# FTP Multiple Users and Directories Advice



## kjemison (Apr 12, 2011)

Hello again... I am looking for a little advice for a project I am working on for a customer. I would like to lay out my thought process and maybe some of you that have more experience would tell me if it is flawed and possibly point out a better way if possible.

*Scenario:*Contractor is looking for a way to store building plans so his sub contractors can download them when needed.

I suggessted an FTP site - vsftpd software

The contractor has about 5 different projects going at the same time.
The contractor would like to allow some sub contractors to have access to some of the projects and no access to others.

*My thoughts were to do as follows:*
Create multiple primary directory's on the server.
    ie: 
         Project 1
         Project 2
         Project 3
         etc...

Create groups for each project.
Create users for each sub-contractor and place them within their respective group(s)
Assign "group permissions" for specific "Project" directory's.

Ideas? 

Thank you in advance
Kell


----------



## kpedersen (Apr 12, 2011)

FTP should be able to do this but you might also want to have a look at NFS (Network File Share) or Windows Shared Folders (The SAMBA server for FreeBSD is in ports)

NFS and SAMBA give the administrator a little bit more freedom than FTP but perhaps are a little bit more time consuming to set up.

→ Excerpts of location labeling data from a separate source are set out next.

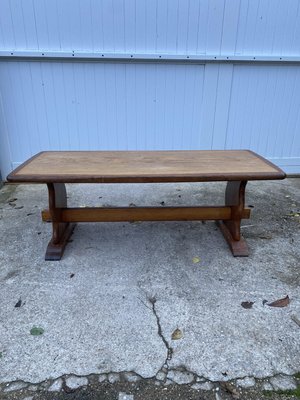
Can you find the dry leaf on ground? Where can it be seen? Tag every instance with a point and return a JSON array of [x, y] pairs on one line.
[[280, 302]]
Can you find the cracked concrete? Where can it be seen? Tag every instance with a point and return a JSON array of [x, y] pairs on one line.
[[93, 304]]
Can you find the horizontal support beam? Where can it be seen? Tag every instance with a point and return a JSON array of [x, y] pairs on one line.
[[38, 55], [118, 214]]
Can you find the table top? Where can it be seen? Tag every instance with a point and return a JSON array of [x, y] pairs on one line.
[[145, 166]]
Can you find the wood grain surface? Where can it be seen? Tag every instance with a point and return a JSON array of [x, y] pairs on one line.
[[145, 166]]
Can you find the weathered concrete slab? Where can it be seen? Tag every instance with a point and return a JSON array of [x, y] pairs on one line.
[[112, 303]]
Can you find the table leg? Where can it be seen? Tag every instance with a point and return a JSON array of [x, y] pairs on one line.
[[61, 231], [235, 198]]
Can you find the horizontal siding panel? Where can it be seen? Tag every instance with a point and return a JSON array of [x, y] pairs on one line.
[[264, 110], [143, 26]]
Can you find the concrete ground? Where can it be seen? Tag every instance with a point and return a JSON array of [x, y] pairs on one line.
[[108, 309]]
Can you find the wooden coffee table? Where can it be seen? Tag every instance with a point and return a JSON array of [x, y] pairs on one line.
[[56, 168]]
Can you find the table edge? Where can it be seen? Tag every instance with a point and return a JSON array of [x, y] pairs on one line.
[[207, 177]]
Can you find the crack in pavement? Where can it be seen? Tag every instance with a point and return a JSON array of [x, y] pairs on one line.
[[152, 301]]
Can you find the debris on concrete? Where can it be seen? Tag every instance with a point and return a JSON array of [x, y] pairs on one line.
[[102, 378], [75, 382], [14, 386], [281, 382], [180, 377], [246, 383], [56, 386], [131, 377], [113, 377], [203, 386], [125, 396]]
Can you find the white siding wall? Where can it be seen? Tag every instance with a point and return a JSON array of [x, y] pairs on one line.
[[71, 103]]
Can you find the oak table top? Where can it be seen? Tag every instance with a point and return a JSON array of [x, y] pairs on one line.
[[145, 166]]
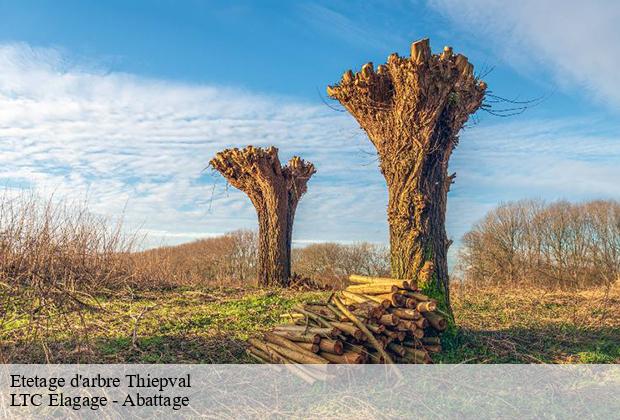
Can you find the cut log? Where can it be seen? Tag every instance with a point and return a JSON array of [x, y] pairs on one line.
[[311, 347], [331, 346], [300, 352], [362, 327], [436, 321], [426, 306], [349, 329], [299, 336], [348, 357], [330, 332]]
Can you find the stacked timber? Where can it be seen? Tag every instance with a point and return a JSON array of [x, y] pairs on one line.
[[374, 320]]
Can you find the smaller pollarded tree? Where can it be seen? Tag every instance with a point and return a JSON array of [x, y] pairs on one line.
[[275, 191]]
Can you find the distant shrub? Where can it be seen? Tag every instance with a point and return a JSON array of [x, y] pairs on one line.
[[558, 245]]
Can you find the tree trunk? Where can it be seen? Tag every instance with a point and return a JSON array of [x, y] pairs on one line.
[[275, 192], [412, 110], [416, 219]]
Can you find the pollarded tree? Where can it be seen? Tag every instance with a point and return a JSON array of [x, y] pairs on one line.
[[412, 109], [275, 191]]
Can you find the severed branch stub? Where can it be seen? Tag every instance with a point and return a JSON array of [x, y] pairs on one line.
[[412, 109], [275, 191]]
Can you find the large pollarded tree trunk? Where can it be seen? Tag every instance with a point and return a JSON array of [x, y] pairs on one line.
[[275, 191], [412, 109]]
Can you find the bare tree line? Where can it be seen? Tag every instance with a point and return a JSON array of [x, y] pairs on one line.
[[231, 259], [556, 245]]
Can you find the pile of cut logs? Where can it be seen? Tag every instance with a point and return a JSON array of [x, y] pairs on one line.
[[375, 320]]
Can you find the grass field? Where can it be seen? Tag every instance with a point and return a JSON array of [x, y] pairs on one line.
[[211, 325]]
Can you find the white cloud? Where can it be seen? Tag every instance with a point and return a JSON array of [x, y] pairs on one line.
[[140, 146], [576, 41]]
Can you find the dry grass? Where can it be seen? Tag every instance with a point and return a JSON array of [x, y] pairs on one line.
[[533, 325]]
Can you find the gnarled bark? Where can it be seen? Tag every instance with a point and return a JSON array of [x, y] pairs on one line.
[[412, 110], [275, 191]]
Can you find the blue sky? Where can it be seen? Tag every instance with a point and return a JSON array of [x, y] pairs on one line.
[[124, 102]]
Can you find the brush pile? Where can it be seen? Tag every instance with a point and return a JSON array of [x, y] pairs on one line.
[[375, 320]]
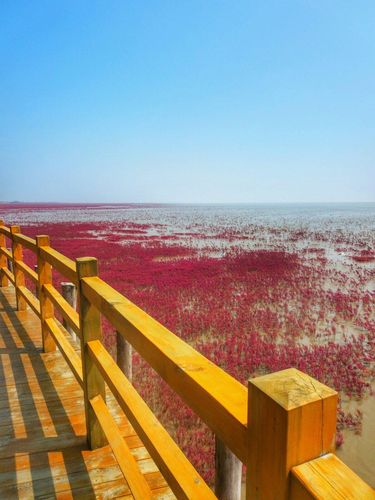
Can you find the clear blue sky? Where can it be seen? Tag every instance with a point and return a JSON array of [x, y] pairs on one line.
[[187, 101]]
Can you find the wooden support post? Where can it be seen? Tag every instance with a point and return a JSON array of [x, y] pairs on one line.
[[37, 284], [46, 306], [93, 383], [124, 356], [69, 292], [3, 259], [291, 419], [19, 277], [228, 473]]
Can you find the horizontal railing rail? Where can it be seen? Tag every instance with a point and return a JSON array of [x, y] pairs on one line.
[[282, 426]]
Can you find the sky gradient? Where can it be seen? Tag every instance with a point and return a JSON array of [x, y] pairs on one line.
[[187, 101]]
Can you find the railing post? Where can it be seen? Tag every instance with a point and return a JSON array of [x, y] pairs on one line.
[[228, 472], [69, 292], [3, 259], [93, 383], [291, 419], [124, 356], [19, 277], [46, 306]]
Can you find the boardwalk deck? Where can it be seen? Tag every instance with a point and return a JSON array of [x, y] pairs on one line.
[[43, 452]]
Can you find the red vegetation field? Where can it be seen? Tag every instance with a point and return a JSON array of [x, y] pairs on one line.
[[250, 310]]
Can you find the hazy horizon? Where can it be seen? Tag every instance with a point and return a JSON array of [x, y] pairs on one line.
[[162, 102]]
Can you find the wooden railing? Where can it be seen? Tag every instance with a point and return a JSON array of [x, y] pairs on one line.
[[282, 426]]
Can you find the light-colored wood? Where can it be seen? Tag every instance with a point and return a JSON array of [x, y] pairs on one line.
[[30, 298], [26, 242], [124, 353], [3, 258], [46, 306], [181, 476], [70, 355], [68, 313], [5, 251], [69, 292], [28, 271], [5, 231], [327, 478], [19, 277], [228, 473], [9, 275], [93, 383], [43, 451], [219, 399], [292, 419], [64, 265], [127, 463]]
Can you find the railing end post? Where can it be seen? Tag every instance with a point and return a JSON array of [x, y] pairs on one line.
[[44, 270], [291, 419], [93, 382]]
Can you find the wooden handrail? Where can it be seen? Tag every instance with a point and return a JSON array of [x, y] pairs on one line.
[[177, 470], [28, 271], [219, 399], [65, 266], [69, 314], [25, 241], [287, 407]]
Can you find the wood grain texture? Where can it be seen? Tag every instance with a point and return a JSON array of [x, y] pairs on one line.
[[183, 479], [292, 419], [19, 277], [328, 478], [64, 265], [91, 329], [43, 452], [46, 306], [127, 463], [69, 314], [219, 399], [28, 271]]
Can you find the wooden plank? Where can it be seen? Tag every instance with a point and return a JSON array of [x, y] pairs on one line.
[[9, 275], [125, 459], [328, 478], [26, 242], [91, 329], [181, 476], [3, 258], [46, 306], [6, 231], [292, 419], [64, 265], [67, 311], [6, 252], [219, 399], [27, 270], [19, 277], [70, 355], [30, 299]]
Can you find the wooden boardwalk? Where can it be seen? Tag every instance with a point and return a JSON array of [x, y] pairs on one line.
[[43, 451]]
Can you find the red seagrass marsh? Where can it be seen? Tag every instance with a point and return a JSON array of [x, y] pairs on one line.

There is also a good section about NFS in the FreeBSD handbook.


----------



## kjemison (Apr 13, 2011)

Not sure if I want to hang a samba share out on the network... Besides, it would be easier from a user standpoint to just send them a link to click on to open up the FTP site in a browser window. 
Any other ideas about this setup?


----------



## kjemison (Apr 13, 2011)

Okay.. I went ahead and set it up the way I described above and all works perfect. Thanks for looking !

Kell


----------